I spend a lot of time trying to “hack my brain”, explaining to loved ones what’s going on, and trying to approach things differently. I also feel that knowing what I know now I would have probably chosen a spouse that was more understanding and supportive. As much as I love my daughters and have pushed myself to the brink of insanity to raise them as well as possible. They are doing great so I’d like to think that I got it mostly right. I don’t know if I would have had children bc there are certain aspects of my ADHD that have caused me problems and made it much harder to be a good parent. What I need to do for myself doesn’t always jibe with what I need to do for my daughters.
Basically, we have been given a key now we have to figure out how to open the lock. I also have family members that don’t get what’s going on and invalidate what I’m going through or how profoundly ADHD has effected the trajectory of my life. It’s like I’m still alone with my struggles.
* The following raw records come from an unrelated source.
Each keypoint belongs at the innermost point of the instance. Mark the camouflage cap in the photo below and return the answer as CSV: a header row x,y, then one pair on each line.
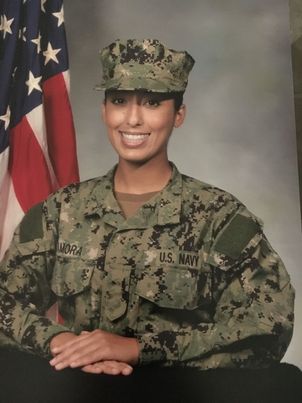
x,y
144,65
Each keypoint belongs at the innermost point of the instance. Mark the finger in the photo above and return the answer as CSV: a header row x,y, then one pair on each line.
x,y
116,367
78,355
70,343
109,368
73,351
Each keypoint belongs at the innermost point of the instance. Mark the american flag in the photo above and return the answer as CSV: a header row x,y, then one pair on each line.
x,y
37,139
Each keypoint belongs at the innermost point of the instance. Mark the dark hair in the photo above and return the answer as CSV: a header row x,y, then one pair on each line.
x,y
176,96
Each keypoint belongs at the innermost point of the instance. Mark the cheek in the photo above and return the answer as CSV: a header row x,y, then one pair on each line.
x,y
162,122
113,119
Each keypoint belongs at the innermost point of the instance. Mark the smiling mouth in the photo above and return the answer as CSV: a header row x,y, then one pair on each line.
x,y
134,138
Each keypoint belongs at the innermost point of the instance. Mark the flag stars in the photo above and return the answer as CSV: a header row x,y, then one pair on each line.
x,y
51,54
5,25
22,32
37,41
60,16
42,5
6,118
33,83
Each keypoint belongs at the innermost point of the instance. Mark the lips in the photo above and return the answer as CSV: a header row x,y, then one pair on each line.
x,y
134,139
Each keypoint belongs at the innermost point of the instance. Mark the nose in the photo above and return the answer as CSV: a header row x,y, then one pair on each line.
x,y
134,114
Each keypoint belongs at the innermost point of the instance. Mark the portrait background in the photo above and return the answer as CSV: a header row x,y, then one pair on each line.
x,y
239,133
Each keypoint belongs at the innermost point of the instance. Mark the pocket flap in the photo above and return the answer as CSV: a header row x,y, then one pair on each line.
x,y
172,287
71,276
116,293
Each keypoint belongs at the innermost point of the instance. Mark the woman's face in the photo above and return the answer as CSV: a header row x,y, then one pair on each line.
x,y
139,124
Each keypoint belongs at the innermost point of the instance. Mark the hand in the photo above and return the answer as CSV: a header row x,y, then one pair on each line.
x,y
108,367
92,347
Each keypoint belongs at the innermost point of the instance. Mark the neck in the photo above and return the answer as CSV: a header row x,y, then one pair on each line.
x,y
151,176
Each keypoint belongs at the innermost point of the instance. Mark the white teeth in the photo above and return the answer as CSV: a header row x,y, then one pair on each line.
x,y
134,138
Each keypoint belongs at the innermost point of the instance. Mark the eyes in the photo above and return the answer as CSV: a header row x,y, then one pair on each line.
x,y
148,101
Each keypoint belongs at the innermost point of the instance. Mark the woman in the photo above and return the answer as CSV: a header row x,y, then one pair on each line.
x,y
147,265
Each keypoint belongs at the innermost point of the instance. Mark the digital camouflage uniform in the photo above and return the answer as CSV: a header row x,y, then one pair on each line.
x,y
190,275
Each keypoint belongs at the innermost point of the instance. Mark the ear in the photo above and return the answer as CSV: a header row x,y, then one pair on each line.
x,y
180,116
103,112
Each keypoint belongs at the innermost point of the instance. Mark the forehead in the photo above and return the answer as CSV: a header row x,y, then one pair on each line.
x,y
139,94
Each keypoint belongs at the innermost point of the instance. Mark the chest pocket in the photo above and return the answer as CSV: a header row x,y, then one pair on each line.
x,y
71,276
175,287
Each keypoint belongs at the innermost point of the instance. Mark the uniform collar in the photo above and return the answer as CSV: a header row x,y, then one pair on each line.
x,y
162,209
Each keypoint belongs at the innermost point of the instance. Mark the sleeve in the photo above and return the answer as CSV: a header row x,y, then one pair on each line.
x,y
252,298
25,274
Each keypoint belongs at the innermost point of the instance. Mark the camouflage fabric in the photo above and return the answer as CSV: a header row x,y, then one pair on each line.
x,y
191,275
144,65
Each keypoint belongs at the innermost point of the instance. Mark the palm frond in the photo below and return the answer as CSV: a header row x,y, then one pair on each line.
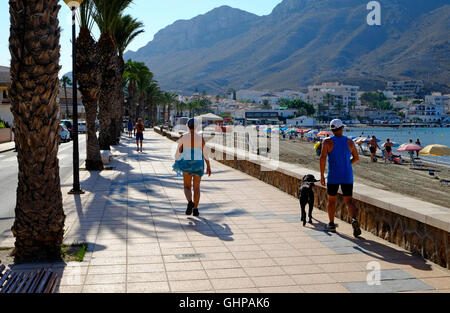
x,y
85,15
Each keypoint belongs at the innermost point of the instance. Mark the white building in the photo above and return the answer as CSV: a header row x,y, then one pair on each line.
x,y
427,113
405,88
302,121
258,96
345,94
436,98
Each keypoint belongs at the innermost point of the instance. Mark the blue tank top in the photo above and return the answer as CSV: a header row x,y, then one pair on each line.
x,y
340,169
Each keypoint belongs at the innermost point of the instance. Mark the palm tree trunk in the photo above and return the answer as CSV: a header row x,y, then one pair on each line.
x,y
89,77
132,102
121,99
107,95
34,47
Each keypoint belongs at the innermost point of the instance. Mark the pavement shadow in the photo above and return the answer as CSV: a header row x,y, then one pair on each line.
x,y
379,251
209,228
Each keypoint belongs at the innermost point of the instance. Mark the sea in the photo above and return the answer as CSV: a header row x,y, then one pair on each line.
x,y
427,136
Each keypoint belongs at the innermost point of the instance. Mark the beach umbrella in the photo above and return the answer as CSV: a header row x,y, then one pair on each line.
x,y
324,134
365,140
409,147
435,150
The rest of the world still continues to have the same expectations for you and you always feel that pressure.
I had quit a job I was in for 19 years, and was taking some time off to deal with some health issues before finding a new job. I had been a teacher and instructional technologist for 30 years. Six months in to my self-declared sabbatical, I listened to " Driven to Distraction" with my wife while on a long car ride, and I was officially diagnosed a month later. My Kaiser managed health insurance offered a class I took in that month prediagnosis, and I found a CHADD group for adults with ADHD. The diagnosis gave me a completely new perspective on my life and experiences.
Then pandemic hit and closed the schools. I got unemployment for a year and spent that time doing volunteer work, which led to some part-time consulting gigs. While I have learned much more about how I had succeeded in many areas, and I understand better why I was challenged by some kinds of work, and excelled at others, it has make me reluctant to return to an education career where I had experienced and masked so much trauma and shame.
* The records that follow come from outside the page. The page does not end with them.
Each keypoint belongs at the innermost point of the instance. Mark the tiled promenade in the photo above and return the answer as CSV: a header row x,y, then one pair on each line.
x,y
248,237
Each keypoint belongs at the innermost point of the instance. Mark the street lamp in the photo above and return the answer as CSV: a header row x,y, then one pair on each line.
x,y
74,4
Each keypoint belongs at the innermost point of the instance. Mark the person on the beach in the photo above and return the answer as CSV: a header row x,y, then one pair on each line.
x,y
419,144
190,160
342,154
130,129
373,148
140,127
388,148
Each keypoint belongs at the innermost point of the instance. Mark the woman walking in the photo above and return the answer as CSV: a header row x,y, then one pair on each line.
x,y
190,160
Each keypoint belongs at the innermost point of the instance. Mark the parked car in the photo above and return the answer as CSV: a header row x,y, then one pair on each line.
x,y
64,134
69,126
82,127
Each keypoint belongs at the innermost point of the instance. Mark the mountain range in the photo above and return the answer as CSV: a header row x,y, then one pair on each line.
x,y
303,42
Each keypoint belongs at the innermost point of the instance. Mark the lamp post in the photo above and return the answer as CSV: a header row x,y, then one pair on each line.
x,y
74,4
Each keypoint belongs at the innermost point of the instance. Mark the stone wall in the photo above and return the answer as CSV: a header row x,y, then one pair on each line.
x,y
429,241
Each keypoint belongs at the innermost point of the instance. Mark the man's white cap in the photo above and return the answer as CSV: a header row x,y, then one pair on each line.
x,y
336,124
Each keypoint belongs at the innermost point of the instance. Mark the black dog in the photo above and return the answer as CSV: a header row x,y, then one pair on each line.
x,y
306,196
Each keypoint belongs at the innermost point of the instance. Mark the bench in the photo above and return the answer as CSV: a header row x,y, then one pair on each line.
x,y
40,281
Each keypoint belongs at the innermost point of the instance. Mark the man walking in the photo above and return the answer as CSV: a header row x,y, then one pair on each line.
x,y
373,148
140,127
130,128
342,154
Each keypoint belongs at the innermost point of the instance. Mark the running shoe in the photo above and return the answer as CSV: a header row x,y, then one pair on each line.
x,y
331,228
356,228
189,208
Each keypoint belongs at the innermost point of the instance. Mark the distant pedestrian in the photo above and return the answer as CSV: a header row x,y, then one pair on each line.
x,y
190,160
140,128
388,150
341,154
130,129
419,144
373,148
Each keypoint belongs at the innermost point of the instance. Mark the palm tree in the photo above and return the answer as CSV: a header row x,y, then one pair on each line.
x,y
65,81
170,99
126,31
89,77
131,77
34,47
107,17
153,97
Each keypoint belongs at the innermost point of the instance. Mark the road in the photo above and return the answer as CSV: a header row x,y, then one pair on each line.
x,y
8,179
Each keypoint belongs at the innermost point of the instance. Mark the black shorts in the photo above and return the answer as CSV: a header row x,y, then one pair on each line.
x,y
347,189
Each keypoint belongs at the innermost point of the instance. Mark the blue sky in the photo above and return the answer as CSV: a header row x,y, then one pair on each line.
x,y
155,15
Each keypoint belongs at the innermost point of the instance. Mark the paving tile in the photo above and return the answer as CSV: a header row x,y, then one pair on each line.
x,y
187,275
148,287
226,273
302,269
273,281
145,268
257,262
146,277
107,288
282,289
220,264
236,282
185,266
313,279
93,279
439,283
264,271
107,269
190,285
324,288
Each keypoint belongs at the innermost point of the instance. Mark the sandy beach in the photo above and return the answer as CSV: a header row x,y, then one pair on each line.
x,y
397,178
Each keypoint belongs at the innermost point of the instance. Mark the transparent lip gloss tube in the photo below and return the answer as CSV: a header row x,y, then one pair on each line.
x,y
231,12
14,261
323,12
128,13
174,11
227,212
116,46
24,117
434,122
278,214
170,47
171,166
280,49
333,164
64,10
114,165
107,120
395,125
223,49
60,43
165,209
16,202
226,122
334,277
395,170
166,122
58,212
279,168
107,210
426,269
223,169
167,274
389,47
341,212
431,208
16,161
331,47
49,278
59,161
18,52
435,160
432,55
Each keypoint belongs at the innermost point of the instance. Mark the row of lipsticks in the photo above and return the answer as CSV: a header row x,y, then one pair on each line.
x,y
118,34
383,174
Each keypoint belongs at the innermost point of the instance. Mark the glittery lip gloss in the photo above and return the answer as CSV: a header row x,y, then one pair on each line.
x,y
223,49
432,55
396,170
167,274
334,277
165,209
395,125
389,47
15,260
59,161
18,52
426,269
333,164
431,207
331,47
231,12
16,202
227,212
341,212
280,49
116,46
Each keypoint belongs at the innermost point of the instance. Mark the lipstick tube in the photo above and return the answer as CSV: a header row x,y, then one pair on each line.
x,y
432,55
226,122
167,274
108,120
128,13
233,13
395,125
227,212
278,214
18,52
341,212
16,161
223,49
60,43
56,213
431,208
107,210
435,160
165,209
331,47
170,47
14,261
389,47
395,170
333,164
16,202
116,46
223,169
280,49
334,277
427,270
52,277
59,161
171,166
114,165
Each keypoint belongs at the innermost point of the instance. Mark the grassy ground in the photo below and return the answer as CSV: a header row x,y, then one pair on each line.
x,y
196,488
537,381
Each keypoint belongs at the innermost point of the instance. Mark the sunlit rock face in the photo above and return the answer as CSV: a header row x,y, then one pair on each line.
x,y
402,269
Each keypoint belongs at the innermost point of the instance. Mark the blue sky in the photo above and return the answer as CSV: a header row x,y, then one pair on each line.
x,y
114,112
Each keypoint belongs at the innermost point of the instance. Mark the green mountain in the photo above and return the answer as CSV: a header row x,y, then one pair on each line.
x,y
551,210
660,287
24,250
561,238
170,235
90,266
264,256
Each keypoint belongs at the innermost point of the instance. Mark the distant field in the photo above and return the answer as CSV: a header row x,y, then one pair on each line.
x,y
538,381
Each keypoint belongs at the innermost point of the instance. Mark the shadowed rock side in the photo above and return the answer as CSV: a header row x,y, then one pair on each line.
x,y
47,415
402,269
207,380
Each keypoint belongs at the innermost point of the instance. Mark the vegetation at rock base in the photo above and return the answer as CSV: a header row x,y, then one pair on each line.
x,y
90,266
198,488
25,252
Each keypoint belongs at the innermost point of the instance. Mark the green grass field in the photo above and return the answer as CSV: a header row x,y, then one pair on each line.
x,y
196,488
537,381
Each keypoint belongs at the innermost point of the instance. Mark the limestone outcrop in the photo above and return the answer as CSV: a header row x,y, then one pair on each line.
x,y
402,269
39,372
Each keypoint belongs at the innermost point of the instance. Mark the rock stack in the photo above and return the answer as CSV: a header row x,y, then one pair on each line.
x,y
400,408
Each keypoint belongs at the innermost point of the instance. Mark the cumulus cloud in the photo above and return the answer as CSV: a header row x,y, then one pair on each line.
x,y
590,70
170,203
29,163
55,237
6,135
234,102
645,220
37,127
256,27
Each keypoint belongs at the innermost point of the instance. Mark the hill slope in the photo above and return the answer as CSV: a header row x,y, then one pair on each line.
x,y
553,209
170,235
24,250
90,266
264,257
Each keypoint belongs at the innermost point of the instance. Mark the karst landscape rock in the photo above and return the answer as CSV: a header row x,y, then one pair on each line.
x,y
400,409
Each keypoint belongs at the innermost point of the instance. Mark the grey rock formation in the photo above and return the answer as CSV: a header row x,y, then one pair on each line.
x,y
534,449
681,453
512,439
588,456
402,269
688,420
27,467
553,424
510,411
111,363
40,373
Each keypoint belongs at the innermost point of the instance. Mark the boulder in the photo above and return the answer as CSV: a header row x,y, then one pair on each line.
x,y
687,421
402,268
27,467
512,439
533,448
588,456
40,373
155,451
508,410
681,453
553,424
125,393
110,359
Absolutely! I have had a nearly identical experience. I’m 54, also with a very recent ADHD diagnosis. I experienced those initial feelings of euphoria and the relief of thinking, “I’m not crazy or lazy!” But now I find myself in an identity crisis.
A dear friend recently asked me what my greatest fear is, and my reply was, “Not knowing who I am.” I thought I knew myself, but now I question everything.
I’m told that what we’re going through is common for adults who get an ADHD diagnosis, regardless of how old they are. Fortunately, I have a good therapist who is helping me work through the mess of thoughts and doubts plaguing me. I'm learning to trust the process and be patient with myself.
The diagnosis for middle-aged and older folks is astonishing. It upends all that we knew about ourselves and about the world. Most of us hadn't a clue--not a hint of a clue--about what ADHD really was (we got fooled by the "H") and totally no clue that ADHD applied to us.
Diagnosis is an existential revelation--a shock to all parts of the brain.
When we look back our condition is there in plain sight, right? Piles of evidence everywhere we look and yet conditioned by the folk narrative of "you can just focus!" we didn't have an explanation for all that evidence, so we likely just minimized the evidence.
I feel lucky that I landed in a job that doesn't require much organization, some basic amount (which I really worked on after I got diagnosed). I think of all the people working jobs that overwhelm them and then they get criticized. Bad reviews. Firings. Spouses clueless, angry at them, disappointed. Then the ADHDer internalizes shame. And can't figure out how to help themselves and to escape this trap.
My oldest brother was in that category. Oh my, I feel so sad about his struggles. He's dead now and his premature death absolutely was connected to ADHD (his was more severe than mine) and his difficulty of managing his health and doctor visits and meds and money and sleep and relationships and addictions and all the rest.